Sub-Saharan Africa often suffers droughts, but the
group of specialists reported on Thursday that global
climate change will make these dry periods more severe
and more difficult for the people who live there.
The prediction is contained in a study published in
the journal of Science by the scientits at the
University of Arizona, US.
"Clearly, much of West Africa is already on the edge
of sustainability, and the situation could become much
more dire in the future with increased global
warming," said Jonathan Overpeck, a climatologist and
co-author of the study.
Temperatures in the Sahel region are expected to rise
by five to 10 degrees this century, the scientists
said, despite some curbing of the greenhouse emissions
that cause climate change.
"We might actually proceed into the future ... we
could cross a threshold driving the [climate] system
into one of those big droughts without even knowing
it's coming," Overpeck said.
The Sahel is an area between the Sahara desert and the
wetter parts of equatorial Africa.
It stretches across the continent from the Atlantic
Ocean in the west to the Red Sea in the east.
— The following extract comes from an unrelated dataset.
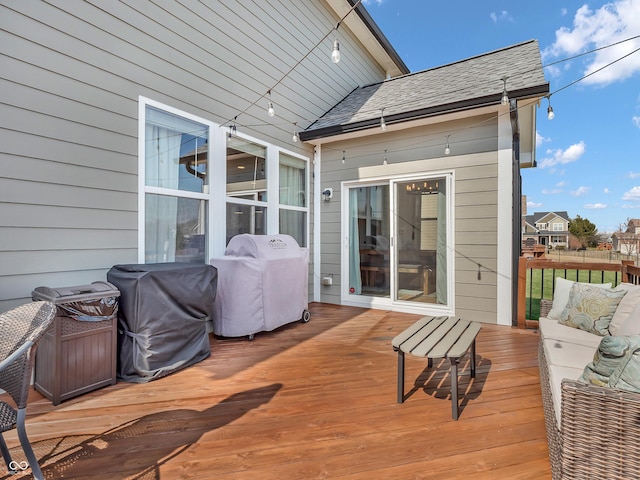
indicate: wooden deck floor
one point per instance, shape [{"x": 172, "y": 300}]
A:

Overpeck and his colleagues studied sediments beneath
Lake Bosumtwi in Ghana that gave an almost
year-by-year record of droughts in the area going back
3,000 years.
Until now, the instrumental climate record in this
region stretched back only 100 years or so.
The researchers found a pattern of decades-long
droughts like the one that began in the Sahel in the
1960s, as well as as centuries-long "megadroughts"
throughout this period, with the most recent lasting
from 1400 to 1750.
Temperature fluctuations
The scientists also described signs of submerged
forests that grew around the lake when it dried up for
hundreds of years.
The tops of some of these tropical trees can still be
seen poking up from the lake water.
During the Sahel drought, the lake's water level
dropped by almost 5m. By contrast, during megadroughts
the level fell by as much as 30m.
"What's disconcerting about this record is that it
suggests that the most recent drought was relatively
minor in the context of the West African drought
history," said Timothy Shanahan of the University of
Texas, a co-author of the study.
The most recent decades of data culled from Lake
Bosumtwi show that droughts there appear to be linked
to fluctuations in sea surface temperatures, a pattern
known as the Atlantic Multidecadal Oscillation, or AMO,
the researchers said.
Overpeck said: "One of the scary aspects of our record
is how the Atlantic ... changes the water balance over
West Africa on multidecadal time scales."